The county was restored from backup (with our help) and continued business as usual. These instances were brutal and disruptive, but what happens when they hit on a higher level?
This week in Costa Rica, the national government is dealing with a cyberattack that is impacting the whole country in one way or another, not just all of the services mentioned.
Let’s hope their armed forces are not affected.
Conti, the Russian hacking gang, was behind the attack and they are not just asking for money like in a normal ransomware attack. They threatened to overthrow the government (well, it quickly degenerated, as the saying goes).
Could an online hacking gang do this? They threaten to delete critical systems and demand a massive ransom ($20 million). But overthrow the government?
Although this is a terrifying notion, it is extremely unlikely to happen.
President of Costa Rica Rodrigue Chaves declared a national emergency and the United States jumped to the aid of Costa Rica, with the State Department offering a $10 million reward for information leading to the Conti gang’s capture.
The Conti Group has released the following (according to the Associated Press): “We are determined to overthrow the government by means of a cyberattack, we have already shown you all the strength and power, you have introduced an emergency.”
It’s not the first time we’ve heard Conti’s name. The FBI estimates they were involved in 1,000 successful hacks with over $150 million paid by victims.
While this is staggering, this appears to be their first attack on a diet.
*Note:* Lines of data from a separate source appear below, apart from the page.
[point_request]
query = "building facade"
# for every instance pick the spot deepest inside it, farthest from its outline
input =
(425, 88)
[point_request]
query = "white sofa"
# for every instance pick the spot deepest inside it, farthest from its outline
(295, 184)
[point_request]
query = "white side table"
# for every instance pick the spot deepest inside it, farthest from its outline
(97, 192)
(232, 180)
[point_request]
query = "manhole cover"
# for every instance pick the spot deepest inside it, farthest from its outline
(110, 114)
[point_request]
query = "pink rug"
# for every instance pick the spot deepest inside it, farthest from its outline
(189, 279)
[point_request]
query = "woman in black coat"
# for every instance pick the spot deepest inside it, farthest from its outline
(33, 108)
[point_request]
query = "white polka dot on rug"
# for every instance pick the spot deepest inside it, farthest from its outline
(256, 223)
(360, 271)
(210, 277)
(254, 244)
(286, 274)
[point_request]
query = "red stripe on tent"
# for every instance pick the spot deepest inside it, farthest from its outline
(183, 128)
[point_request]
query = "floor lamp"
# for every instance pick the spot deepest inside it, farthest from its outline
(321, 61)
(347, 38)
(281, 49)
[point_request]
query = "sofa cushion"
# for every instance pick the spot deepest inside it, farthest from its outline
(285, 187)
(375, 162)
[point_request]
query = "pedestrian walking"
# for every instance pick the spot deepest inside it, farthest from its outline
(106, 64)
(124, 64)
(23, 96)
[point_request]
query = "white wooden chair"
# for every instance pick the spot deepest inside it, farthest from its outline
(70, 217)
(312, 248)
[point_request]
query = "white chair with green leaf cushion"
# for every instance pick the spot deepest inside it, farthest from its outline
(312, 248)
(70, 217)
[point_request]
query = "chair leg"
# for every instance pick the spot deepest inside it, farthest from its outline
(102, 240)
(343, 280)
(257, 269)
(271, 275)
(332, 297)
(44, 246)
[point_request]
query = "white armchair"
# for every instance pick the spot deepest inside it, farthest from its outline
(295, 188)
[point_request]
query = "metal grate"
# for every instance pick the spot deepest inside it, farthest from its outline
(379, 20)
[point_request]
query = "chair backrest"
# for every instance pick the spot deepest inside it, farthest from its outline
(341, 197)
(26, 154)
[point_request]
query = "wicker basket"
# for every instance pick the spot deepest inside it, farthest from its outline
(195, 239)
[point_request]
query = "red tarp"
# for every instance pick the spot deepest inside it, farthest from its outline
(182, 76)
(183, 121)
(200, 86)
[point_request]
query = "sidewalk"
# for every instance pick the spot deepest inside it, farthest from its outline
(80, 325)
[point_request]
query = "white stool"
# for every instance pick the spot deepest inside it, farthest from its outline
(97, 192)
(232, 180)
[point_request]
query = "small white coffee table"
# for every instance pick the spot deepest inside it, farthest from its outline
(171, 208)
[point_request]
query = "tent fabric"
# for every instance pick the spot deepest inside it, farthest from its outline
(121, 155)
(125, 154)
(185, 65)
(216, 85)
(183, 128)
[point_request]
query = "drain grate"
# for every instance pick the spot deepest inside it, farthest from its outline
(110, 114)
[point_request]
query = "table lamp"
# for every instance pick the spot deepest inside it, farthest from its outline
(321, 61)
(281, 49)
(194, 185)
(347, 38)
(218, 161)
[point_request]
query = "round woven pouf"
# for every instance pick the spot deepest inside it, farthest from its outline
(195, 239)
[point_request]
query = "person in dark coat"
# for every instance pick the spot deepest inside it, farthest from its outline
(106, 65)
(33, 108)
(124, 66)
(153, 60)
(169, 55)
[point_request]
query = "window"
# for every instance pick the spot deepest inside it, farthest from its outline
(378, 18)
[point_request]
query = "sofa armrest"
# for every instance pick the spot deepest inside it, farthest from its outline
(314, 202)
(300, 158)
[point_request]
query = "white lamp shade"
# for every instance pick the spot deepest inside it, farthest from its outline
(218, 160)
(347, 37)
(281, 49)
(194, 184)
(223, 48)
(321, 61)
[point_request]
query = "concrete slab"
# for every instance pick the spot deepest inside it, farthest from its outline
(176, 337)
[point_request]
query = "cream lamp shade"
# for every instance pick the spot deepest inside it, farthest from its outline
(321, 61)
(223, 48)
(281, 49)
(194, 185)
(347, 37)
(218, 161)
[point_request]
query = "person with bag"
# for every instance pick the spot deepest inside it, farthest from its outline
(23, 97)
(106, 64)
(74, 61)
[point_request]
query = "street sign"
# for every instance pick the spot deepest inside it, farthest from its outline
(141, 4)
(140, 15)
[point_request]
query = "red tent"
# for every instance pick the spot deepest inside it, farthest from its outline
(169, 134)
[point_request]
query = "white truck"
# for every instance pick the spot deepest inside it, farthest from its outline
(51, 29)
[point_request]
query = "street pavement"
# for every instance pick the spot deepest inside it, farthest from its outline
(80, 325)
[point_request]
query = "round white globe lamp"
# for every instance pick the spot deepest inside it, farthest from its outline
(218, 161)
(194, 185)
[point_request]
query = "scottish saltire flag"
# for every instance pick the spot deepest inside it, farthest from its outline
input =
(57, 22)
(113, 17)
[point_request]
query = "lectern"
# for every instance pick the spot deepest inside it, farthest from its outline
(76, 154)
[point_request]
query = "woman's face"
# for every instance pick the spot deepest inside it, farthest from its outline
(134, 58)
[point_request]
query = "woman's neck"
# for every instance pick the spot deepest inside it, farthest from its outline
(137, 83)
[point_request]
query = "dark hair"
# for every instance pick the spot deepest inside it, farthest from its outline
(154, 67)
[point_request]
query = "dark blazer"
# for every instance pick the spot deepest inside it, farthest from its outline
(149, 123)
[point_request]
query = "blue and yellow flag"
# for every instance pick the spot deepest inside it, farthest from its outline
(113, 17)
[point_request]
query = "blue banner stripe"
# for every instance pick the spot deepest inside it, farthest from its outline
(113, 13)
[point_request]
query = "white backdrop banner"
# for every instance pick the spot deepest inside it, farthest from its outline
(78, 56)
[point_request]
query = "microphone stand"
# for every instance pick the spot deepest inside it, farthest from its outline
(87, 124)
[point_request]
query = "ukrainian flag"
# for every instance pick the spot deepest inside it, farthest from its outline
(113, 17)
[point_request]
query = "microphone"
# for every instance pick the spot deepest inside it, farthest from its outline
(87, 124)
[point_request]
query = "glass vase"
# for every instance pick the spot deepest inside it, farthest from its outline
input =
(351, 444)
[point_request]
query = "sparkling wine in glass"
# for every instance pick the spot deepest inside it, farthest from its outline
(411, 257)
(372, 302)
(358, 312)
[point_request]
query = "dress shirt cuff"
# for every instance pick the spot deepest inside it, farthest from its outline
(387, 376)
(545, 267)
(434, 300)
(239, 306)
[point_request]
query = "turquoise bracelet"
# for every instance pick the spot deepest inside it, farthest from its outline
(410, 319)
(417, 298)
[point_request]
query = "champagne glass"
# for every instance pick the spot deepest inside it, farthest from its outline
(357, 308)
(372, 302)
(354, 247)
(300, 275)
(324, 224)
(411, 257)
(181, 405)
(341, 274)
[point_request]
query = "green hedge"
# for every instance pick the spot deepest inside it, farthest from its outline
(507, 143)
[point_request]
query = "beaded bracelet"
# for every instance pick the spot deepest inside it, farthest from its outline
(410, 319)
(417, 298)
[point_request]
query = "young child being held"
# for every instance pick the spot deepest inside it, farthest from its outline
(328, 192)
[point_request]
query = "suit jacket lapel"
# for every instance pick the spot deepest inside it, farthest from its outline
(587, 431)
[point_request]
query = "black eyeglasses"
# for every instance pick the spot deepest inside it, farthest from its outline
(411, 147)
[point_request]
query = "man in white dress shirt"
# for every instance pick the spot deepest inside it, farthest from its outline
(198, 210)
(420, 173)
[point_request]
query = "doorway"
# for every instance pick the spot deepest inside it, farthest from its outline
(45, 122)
The relevant departments appear to be the Ministries of Finance, Labour, Social Security and others, but the details keep coming in as this is happening right now.
What does this mean for us in Florida? When your IT department says don’t click on something suspicious, don’t! Ransomware most often arrives via email. When IT says they need to increase their budget for redundant backups, two-factor authentication, advanced threat blocking, remediation and threat isolation tools, say yes.
And when it’s time to renew your firewall and anti-virus defenses, be sure to do so.
What is happening in Costa Rica could happen anywhere, in theory. Expect a massive response as they now use the term “terrorist” to describe these groups, not just hackers and cybercriminals.
The cyberwar rages on, and if you count the dots, we’re not winning.
It will take a quick tactical response to this group and a quick resolution to the situation in Costa Rica to fix it. The money lost and jobs affected will be brutal, but think of those in hospital, those in need of an ambulance, and the lives that could be lost in a cyber incident.
That, my friends, is reason enough for all of us to join this cause. Stay safe, don’t click and good luck to everyone in Costa Rica.
Blake Dowling is CEO of Aegis Business Technologies and author of the book “Professionally Distanced”. He can be reached at [email protected]. You can also check out his review of the past 25and years of all things, technology, etc. in his latest podcast.